What is the connection between pain and the mind? Doctors, philosophers, scientists, and even lay people ask themselves that question. I owe my interest in Wall's book to the chronic pain that seized me in 2004. The problem took me to doctors and healers of all kinds, and to books such as V S Ramachandran’s Phantoms of the Mind. Ramachandran has cured soldiers and accident victims suffering from phantom pain (pain in a limb that has long been amputated) by tricking the brain with a mirror!
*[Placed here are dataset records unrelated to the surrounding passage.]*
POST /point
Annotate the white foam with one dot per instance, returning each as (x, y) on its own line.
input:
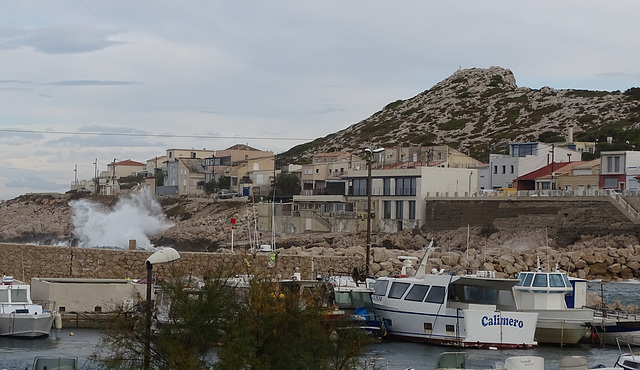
(136, 217)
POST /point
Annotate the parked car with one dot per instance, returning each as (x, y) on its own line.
(227, 194)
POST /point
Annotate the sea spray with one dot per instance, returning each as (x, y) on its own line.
(135, 217)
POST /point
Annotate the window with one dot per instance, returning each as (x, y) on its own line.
(399, 209)
(435, 295)
(386, 209)
(417, 293)
(610, 183)
(406, 186)
(380, 287)
(555, 281)
(397, 290)
(540, 280)
(359, 187)
(19, 295)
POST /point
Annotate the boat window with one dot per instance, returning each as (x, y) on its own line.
(540, 280)
(555, 281)
(380, 287)
(397, 290)
(522, 276)
(489, 296)
(435, 295)
(417, 293)
(18, 295)
(343, 300)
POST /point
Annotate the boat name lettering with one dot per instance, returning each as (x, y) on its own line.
(505, 321)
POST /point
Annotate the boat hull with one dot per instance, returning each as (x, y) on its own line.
(468, 329)
(609, 331)
(26, 325)
(567, 326)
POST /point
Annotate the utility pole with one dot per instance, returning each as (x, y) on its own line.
(369, 158)
(553, 153)
(95, 176)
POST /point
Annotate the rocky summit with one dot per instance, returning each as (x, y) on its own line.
(479, 110)
(201, 224)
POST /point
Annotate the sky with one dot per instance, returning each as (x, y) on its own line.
(85, 83)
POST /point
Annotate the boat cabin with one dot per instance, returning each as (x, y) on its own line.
(550, 290)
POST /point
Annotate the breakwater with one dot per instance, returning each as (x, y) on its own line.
(608, 258)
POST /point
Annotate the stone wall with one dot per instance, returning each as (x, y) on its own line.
(565, 219)
(26, 261)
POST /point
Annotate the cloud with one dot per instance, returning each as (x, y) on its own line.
(28, 180)
(91, 83)
(60, 39)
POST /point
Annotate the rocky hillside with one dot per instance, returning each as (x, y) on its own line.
(477, 111)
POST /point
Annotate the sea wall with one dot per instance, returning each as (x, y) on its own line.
(607, 258)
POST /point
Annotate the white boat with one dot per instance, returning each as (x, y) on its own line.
(458, 360)
(607, 327)
(547, 293)
(627, 359)
(355, 299)
(19, 316)
(458, 310)
(55, 363)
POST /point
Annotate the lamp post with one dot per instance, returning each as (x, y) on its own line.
(369, 154)
(164, 255)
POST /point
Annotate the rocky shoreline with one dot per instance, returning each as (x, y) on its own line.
(202, 224)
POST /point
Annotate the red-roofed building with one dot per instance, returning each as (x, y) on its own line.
(109, 184)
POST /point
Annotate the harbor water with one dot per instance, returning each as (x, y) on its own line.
(19, 353)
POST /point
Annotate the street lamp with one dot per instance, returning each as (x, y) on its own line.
(164, 255)
(369, 157)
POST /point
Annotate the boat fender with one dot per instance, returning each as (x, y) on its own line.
(57, 321)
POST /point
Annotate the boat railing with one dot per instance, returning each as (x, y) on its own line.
(46, 305)
(600, 312)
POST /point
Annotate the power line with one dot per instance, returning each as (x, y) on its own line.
(21, 131)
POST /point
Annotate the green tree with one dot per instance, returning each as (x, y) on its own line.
(286, 184)
(221, 326)
(290, 329)
(197, 320)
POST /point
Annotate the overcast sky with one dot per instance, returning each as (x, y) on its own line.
(271, 74)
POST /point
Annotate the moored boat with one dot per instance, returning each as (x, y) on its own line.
(355, 299)
(546, 293)
(458, 310)
(19, 316)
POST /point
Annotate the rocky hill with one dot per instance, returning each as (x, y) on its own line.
(477, 111)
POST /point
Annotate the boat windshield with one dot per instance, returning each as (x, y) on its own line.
(556, 281)
(14, 296)
(353, 300)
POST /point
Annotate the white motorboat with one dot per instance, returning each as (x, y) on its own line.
(19, 316)
(547, 293)
(458, 310)
(355, 299)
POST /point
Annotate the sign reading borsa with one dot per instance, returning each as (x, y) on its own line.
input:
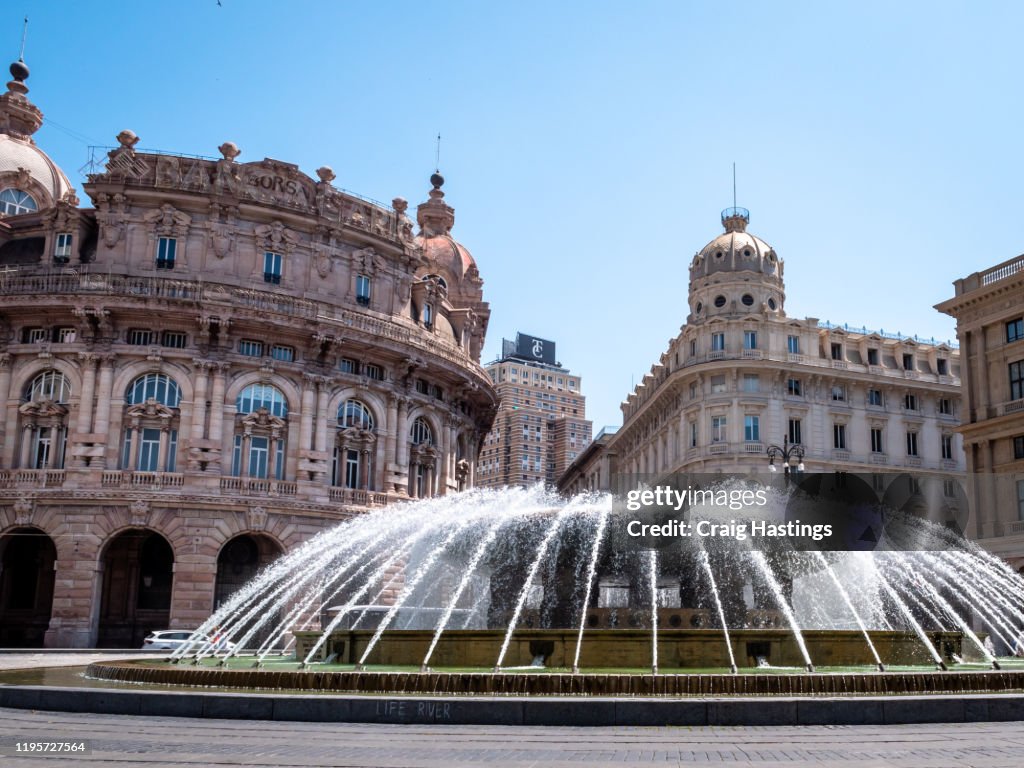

As I look for relief, it occurs to me that pain, or for that matter any illness, could actually be interpreted in multiple ways. The principle of "one truth, many paths" applies to the diagnostic sciences. Or if you were cynical, you might say doctors fit an illness to whatever limited tools they have acquired. For instance, doctors have said my symptoms were caused variously by diabetic neuropathy, nerve infection, fibromyalgia, nerve entrapment, and so forth. A healer from a wrestling family believes the pain is caused by poor blood circulation in my back.

Pain is the subject of much philosophical debate. Philosophers make a distinction between pain and suffering. Pain is neuron-related, Meera Baindur, who studies environmental philosophy at National Institute of Advanced Studies, once told me. Suffering is not.

“If suffering were limited to the pain generated by neurons, we won't be able to say trees and plants suffer and so one has to be kind to them," she said in the course of an impromptu Gmail chat. “To shift ethics from humans to nature, we have to see what suffering is common to all creation.”

A Tibetan Buddhist doctor I know tells his patients their pain would ease if they could see it as part of the larger suffering of the world. Pain isn't just a physiological problem: it has psychological, philosophical dimensions.

Wall’s book puts it this way, “Pain involves our state of mind, our social mores and beliefs, and our personal experiences and expectations.”

The World Health Organisation came up with the idea of a Global Day Against Pain in 2004 to draw attention to the plight of cancer and HIV Aids patients.

To desire freedom from pain is perhaps as futile as desiring freedom from death. But let us hope the world will do what it can to treat the pain of those chronic sufferers. Pain is difficult to understand, but it is even more difficult to live with.